Der Letzte Mann (1924)

der letzte mann

Último dos Homens, no original Der Letzte Mann é um filme mudo de 1924 realizado pelo alemão Friedrich Wilhelm Murnau, conhecido sobretudo pelo seu Nosferatu de 1922 mas autor de outras obras maiores como sejam Herr Tartüff (1925), Faust (1926), Sunrise (1927) e Tabu (1931).

Apesar de não ser atualmente o seu filme mais famoso, Der Letzte Mann foi um sucesso entre o público e a crítica e projectou internacionalmente o realizador, que veio a terminar a carreira em Hollywood, sendo hoje em dia considerado por alguns críticos a sua obra seminal.

O filme acompanha alguns dias na vida de um porteiro cujo nome nunca chegamos a conhecer e que exerce as suas funções no Hotel Atlantic.
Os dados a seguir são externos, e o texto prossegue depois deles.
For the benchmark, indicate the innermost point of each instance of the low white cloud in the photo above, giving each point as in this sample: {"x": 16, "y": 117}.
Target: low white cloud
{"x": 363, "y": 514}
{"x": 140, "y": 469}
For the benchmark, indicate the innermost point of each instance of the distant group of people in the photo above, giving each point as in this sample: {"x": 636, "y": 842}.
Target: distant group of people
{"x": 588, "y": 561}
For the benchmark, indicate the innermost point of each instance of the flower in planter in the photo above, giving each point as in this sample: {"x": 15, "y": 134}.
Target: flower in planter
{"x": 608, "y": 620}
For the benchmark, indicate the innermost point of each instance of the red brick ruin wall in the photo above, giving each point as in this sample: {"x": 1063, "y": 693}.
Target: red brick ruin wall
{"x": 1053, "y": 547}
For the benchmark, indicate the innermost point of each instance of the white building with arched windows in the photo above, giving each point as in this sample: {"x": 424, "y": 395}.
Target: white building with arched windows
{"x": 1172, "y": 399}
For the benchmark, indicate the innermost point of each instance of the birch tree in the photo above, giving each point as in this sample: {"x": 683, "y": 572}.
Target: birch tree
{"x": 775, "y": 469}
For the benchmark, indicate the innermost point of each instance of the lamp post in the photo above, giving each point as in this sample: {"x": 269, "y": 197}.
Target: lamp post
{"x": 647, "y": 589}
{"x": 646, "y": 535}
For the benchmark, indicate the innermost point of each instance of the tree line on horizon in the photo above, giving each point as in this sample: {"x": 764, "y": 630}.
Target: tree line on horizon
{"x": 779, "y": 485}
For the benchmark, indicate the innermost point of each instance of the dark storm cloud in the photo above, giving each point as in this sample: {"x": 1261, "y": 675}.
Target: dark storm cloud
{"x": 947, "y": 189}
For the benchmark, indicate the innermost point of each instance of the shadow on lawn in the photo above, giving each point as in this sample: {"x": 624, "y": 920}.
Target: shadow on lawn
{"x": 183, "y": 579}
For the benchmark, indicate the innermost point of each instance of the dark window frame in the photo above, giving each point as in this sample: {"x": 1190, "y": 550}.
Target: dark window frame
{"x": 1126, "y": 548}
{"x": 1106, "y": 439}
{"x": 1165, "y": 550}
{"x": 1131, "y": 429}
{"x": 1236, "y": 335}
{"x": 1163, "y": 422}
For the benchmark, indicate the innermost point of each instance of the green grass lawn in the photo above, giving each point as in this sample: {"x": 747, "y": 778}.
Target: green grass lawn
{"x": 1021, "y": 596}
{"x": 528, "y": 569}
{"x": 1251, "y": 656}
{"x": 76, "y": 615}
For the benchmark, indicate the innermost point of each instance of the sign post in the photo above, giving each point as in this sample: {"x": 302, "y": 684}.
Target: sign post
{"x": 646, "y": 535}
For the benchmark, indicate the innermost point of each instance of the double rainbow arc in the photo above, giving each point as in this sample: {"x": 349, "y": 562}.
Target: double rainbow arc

O homem, já de certa idade e de porte orgulhoso e imponente, tira grande prazer da sua função. Cumprimenta alegremente os clientes do hotel, acompanha as senhoras ao táxi, sempre com um grande sorriso e nunca descurando a aparência, já que transporta no bolso um espelho e regularmente ajeita o cabelo e as suiças fartas. Tem particular orgulho na sua vistosa farda, da qual retira um forte sentido de dignidade e que inspira admiração na sua comunidade, um pobre bairro operário.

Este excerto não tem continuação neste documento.